MARİA CALLAS’IN GURURU…
"Maria", dünyaca ünlü Soprano’nun son dönemini geçirdiği
Paris’teki dairesinde hayata veda etmesinden hemen sonra başlayıp,
nerdeyse bütün yapısını ‘flash back’ler üzerine kuruyor. Hatta bu
uzun flash back’ler arasında daha da geçmişe giden ikinci flash
back’ler de var.
İlk bakışta filmin böyle bir başlangıç noktası bulması bildik
şekilde akacak bir olay örgüsünü açık ediyor: bir ‘Diva’nın sonu,
bir kadının ölümü ve bir ‘efsanenin’ oluşması. Yönetmen ana
karakterinin iki yanını, daha doğrusu ‘Soprano Callas’ ve Maria
olarak adlandırabileceğimiz iki ‘yarısını’ mercek altına alsa da
bizce bunları pek ‘çarpıştırmıyor’. Callas, inanılmaz sesiyle
söylediği aryalarla herkese unutulmaz bir miras bırakmışken, bu
miras onun sahnedeki ihtişamlı görüntüsünün altında yatan kırılgan,
duygusal açıdan hasarlı ve endişeli karakterini örtmüyor. Örneğin
Marilyn Monroe’nun kendi efsanesini yaratırken asıl kimliği olan
Norma Jean Baker’den ayrılması, onu tamamen geride bırakması ve
eski kimliğine adeta yıkıcı bir tarzda yaklaşması göze çarpıyordu.

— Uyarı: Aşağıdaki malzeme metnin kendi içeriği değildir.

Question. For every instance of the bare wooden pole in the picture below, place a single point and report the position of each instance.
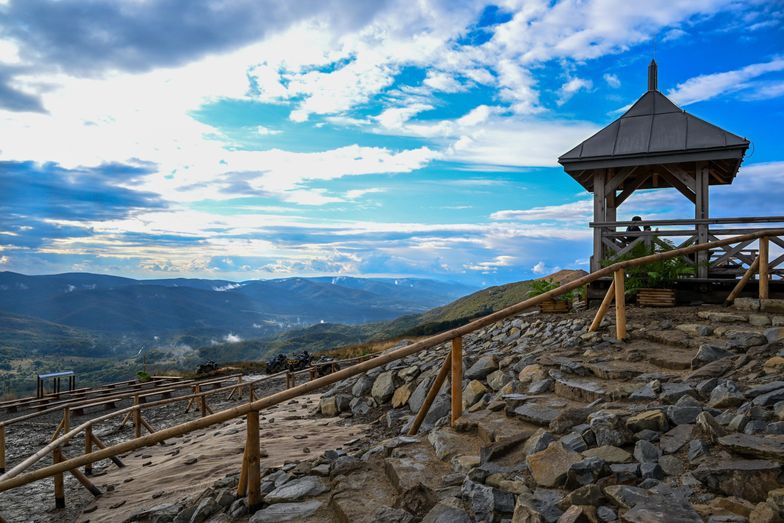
(88, 447)
(253, 456)
(137, 417)
(457, 379)
(597, 320)
(59, 487)
(2, 449)
(764, 257)
(431, 395)
(620, 305)
(743, 281)
(242, 484)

Bu filmde bunu yadsımama, aksine hayatımızda asıl amacımız ve var
olma nedenimiz olmasa bile bu eski kimliğin benliğimizin ayrılmaz
bir parçası olduğunu kabul etme durumu var.
Ancak Callas’ın bu hassas ve kırılgan psikolojik durumu asla onu
acındırmak veya aciz göstermek için kullanılmıyor. Yönetmen ve
senarist beyaz perdeye taşıdıkları başkaraktere her zaman belli bir
saygı ve duyarlılıkla bakıyorlar. Dolayısıyla film, hiçbir şekilde
bir karakterin ‘cehenneme inişini’ anlatmıyor. Üstelik senaryo,
Callas’ın bütün ağır sağlık problemlerine, psikolojisini giderek
daha da bozan ve bağımlı hale geldiği (bilinçsizce kullanılan)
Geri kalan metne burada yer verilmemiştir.